Die EU-Juristen haben weder klug gehandelt, noch haben sie die Folgen ihres Handelns bedacht. Sie haben sich vielmehr daran begeilt, was sie alles durch juristische Argumentationssalti an Ansprüchen aus ein paar lesebuchfrommen Grundsatzsprüchen in der EU-Grundrechtscharta ableiten können. In ihrer Begeisterung über sich selbst sind ihnen die langfristigen Folgen ihrer Überinterpretationen völlig wurscht gewesen. Sie haben – um auch die mildeste Interpretation anzuführen – zumindest nie begriffen, welche dramatischen generellen Folgen ein im Einzelfall ja oft so harmlos menschenfreundlich ausschauendes Urteil hat. Aber wer in einem Höchstgericht sitzt – als Richter oder Generalanwalt –, sollte eigentlich immer wissen, wie sehr jede Einzelfallentscheidung darüber hinaus allgemeine Bedeutung hat. Oft viel mehr als ein neues, demokratisch beschlossenes Gesetz.

Lediglich die schlauen Briten haben bis zuletzt ein Mitmachen bei einer solchen Grundrechtscharta abgelehnt. Alle anderen Staaten hingegen haben im Herdentrieb zugestimmt. Um nur ja schön in der Horde der Gutmenschen bleiben zu dürfen.

Es ist nicht nur die Völkerwanderung, bei der die EU-Richter und -Juristen schwere Schuld auf sich geladen haben. Sie haben das auch zahllose Male rund um Euro- und Schuldenpolitik gemacht, die sich fast ebenso letal für die EU auswirken wird wie die Völkerwanderung.

Bei diesem Thema hat der EuGH juristisch freilich genau das Gegenteil getan: Bei der Völkerwanderung hat er die Grundrechtscharta absurd überinterpretiert. Bei der Schuldenfrage hat er hingegen eindeutige Rechtsbestimmungen ignoriert.

An der Spitze der ignorierten EU-Regeln steht dabei das ausdrückliche No-Bailout, also das Verbot, dass ver- oder überschuldete EU-Staaten von anderen oder der EU gerettet würden. Diese eindeutige Regel hat der EuGH beiseitegeschoben. Er hat dabei einzig im Interesse der Schuldenstaaten gehandelt.

Ebenso hat er in übler Mittäterschaft mit der EU-Kommission bei den zahllosen Verletzungen der Maastricht-Kriterien gehandelt. Diese limitieren eigentlich Staatsverschuldung und Defizite ganz streng. Darauf hat Deutschland in den 90er Jahren ausdrücklich bestanden, sonst hätte es dem Euro nicht zugestimmt.

Dennoch sind beide Regeln zahllose Male konsequenzenlos verletzt worden, pikanterweise auch durch Deutschland. Das aber hat dazu geführt, dass immer weniger Euro-Staaten eine vernünftige und nachhaltige Wirtschaftspolitik betreiben. Statt dessen haben die Schuldnerstaaten (Italien und Frankreich an der Spitze) die Zentralbank in eine hemmungslos – nicht mehr nur in Milliarden-, sondern auch schon in Billionen-Dimension – Geld druckende und wertlose Staatsanleihen aufkaufende Agentur des Raubes an allen Sparern und an der Zukunft der europäischen Jugend verwandelt.

Die europäischen Richter haben zweimal nicht wiedergutzumachendes Unheil über Europa gebracht. Sie haben Ideologie beziehungsweise nationale Interessen über Vernunft und Zukunftsverantwortung gesetzt. Sie haben noch schwerere Schuld auf sich geladen als Angela Merkel & Co.

Wobei das allerdings absolut nichts an der Schuld Merkels reduziert. Nur ist es ungerecht, wenn ständig von ihrer Schuld geredet wird, aber nie von jener der Richter.

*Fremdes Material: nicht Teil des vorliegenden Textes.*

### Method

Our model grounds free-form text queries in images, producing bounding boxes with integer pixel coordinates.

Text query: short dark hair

Nachträgliche Ergänzung: Was besonders ernüchternd ist: Viele der extrem problematischen Justizernennungen sind nicht nur unter VP-Ministern, sondern auch unter Schwarzblau, bzw. dem freiheitlichen Minister Böhmdorfer erfolgt, etwa in der Staatsanwaltschaft oder beim Europäischen Gerichtshof für Menschenrechte.